“Therefore go and make disciples of all nations” –Matthew 28:19
Last week, I attended a meeting hosted by a friend of mine named Vicki Gatchell, a representative of Navigator Church Ministries. NCM is a great ministry that comes alongside churches to help them become a community that makes disciples. I would encourage you to check out this ministry and specifically how Vicki is serving if you live in northeast Indiana or northwest Ohio. You can Google Navigator Church Ministries and Vicki is on Facebook.
I came away from the meeting thinking more broadly about this whole concept of discipleship. The Bible says that a Jesus follower is supposed to be a disciple and, according to Jesus’ final words to a group of his disciples provided at the beginning of this reflection, the church is supposed to make them. But it all begs the question, what is a disciple? Did you know the word appears in the Bible 296 times and all but 2 of those occasions (in the Old Testament book of Isaiah) are found in the four gospels and the book of the Acts of the Apostles. This fact leads me to believe that, if you want to know what a disciple is, you need to study the lives of the original ones described in Matthew, Mark, Luke, John, and Acts. It is also important to think about how Jesus grew and shaped them into disciples. The Italian artist Duccio painted the wood panel above depicting a scene in this process.
Of course, a lot has changed since then. The American church is very different from that band, and then crowd, of men and women who followed Jesus all over Palestine and Syria in the first century. The same could be said of the churches in other nations as well. It is clear from the command of Jesus that He has given the responsibility of “making” disciples to us, those who love the Lord and want our lives to illustrate our devotion to Him. Some things He does and some things we are supposed to do. We get into trouble when we confuse the two. The Lord saves people from their sin but He asks us to share our stories, what He has done for us, to partner with Him in drawing people to repentance. The Lord heals people; he asks us to pray for the sick. We need to keep the roles straight or we will fall into a pit of arrogance taking credit for His work.

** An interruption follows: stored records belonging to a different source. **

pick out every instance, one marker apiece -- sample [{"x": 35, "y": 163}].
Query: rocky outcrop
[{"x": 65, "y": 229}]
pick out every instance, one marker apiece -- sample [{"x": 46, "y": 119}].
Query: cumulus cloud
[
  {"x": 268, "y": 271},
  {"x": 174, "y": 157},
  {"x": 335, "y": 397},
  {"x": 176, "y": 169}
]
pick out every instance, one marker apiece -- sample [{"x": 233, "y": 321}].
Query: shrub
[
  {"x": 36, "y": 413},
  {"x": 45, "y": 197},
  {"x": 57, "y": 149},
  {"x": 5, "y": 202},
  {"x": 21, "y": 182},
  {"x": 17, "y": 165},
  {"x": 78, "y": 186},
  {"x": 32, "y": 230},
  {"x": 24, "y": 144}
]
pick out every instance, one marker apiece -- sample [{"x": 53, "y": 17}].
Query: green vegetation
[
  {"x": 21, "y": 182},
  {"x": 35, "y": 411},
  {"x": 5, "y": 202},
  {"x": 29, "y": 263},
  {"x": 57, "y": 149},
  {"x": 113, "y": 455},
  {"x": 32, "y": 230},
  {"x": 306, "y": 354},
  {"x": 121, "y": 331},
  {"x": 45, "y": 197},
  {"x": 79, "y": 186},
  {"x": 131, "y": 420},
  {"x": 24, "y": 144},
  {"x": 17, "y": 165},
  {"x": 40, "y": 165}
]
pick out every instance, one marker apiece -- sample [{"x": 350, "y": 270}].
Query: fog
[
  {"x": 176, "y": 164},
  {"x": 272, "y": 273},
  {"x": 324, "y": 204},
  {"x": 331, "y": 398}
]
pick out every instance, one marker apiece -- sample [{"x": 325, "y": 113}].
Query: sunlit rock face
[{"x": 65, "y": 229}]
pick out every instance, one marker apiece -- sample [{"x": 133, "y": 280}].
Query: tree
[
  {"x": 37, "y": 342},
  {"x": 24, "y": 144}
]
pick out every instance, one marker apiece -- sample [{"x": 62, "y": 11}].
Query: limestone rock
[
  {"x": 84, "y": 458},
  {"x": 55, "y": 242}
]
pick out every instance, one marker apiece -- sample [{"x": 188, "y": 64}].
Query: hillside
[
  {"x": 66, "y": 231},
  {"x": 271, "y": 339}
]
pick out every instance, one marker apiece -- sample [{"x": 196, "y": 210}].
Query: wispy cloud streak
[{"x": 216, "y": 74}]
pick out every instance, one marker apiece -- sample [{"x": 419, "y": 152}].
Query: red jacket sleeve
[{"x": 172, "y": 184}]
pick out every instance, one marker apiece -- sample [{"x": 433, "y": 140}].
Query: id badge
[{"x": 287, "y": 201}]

On most occasions, you need to know what you are making, and how to make it, to be successful in the production process. Not always. During World War 2, factory workers living in Oak Ridge, Tennessee and building the component parts of the atomic bomb were not told what they were working on. One day, one of them was asked what she was making and she said, “About a dollar and 25 cents an hour.” However, if you are making disciples, I think it is a good idea to know what one is. What does one look like or act like? And believe it or not, I think a lot of American Christians would have a hard time answering that question.
I’m fairly certain there are ways that you don’t make a disciple, based on what I read in the gospels and Acts. I don’t think you put people in a room and lecture to them about how to be a disciple. This simply perpetuates the spectator mentality that American churches often unwittingly produce and then have to battle. A classroom setting for the process wouldn’t work either. And I’m not crazy about books with formulas, the “Seven Steps,” to becoming a disciple. There are programs with rules, no doubt well-meaning but controlling nonetheless, that people have to observe in order to become disciples. If they break the rules often enough, they get dropped from the group or the program. I’d be fearful that this type of process could produce legalism instead of enthusiastic discipleship.
It boils down to the distinction that I wrote about 2 paragraphs ago. The Lord makes us holy, sanctified, like Him, through His Spirit. We don’t do any of that through our own efforts. Instead, we encourage people to live out the transforming work of the Lord in their lives and walk with them through life as they do so. That is what it means to make disciples. It is a relational process, because we need each other to make it happen. It is an organic process because it defies all of our manmade strategies and formulas to produce it or coerce it. And it is an intentional process because Jesus told us to make it happen; it is something He definitely wants us to do.
I plan to write a number of reflections in the coming weeks trying to flesh out exactly what a disciple is. How is it possible to know if I am a disciple of Jesus or if I am doing what Jesus commanded in making one? The only way to answer this question is to study the part of the Bible where disciples are described and made—the gospels and the Book of Acts. I suspect that the profile of a disciple will have much more to do with who he or she is rather than what she or he does. That is the way of the Lord—He is always more interested in who He is making me to be than what I can do for Him. I invite you to check out these future reflections and join the conversation either through a comment or an email.
Heavenly Father, we all want to fall more in love with You and to be more obedient to Your will and Your way for our lives. Please help us. Show us what it means to be truly devoted to following You for the rest of our lives. We cannot do it without Your presence through Your Spirit, Your provision through Your grace and mercy, and Your Power generated by the resurrection of Jesus Christ our Lord. In His Name we ask this, Amen.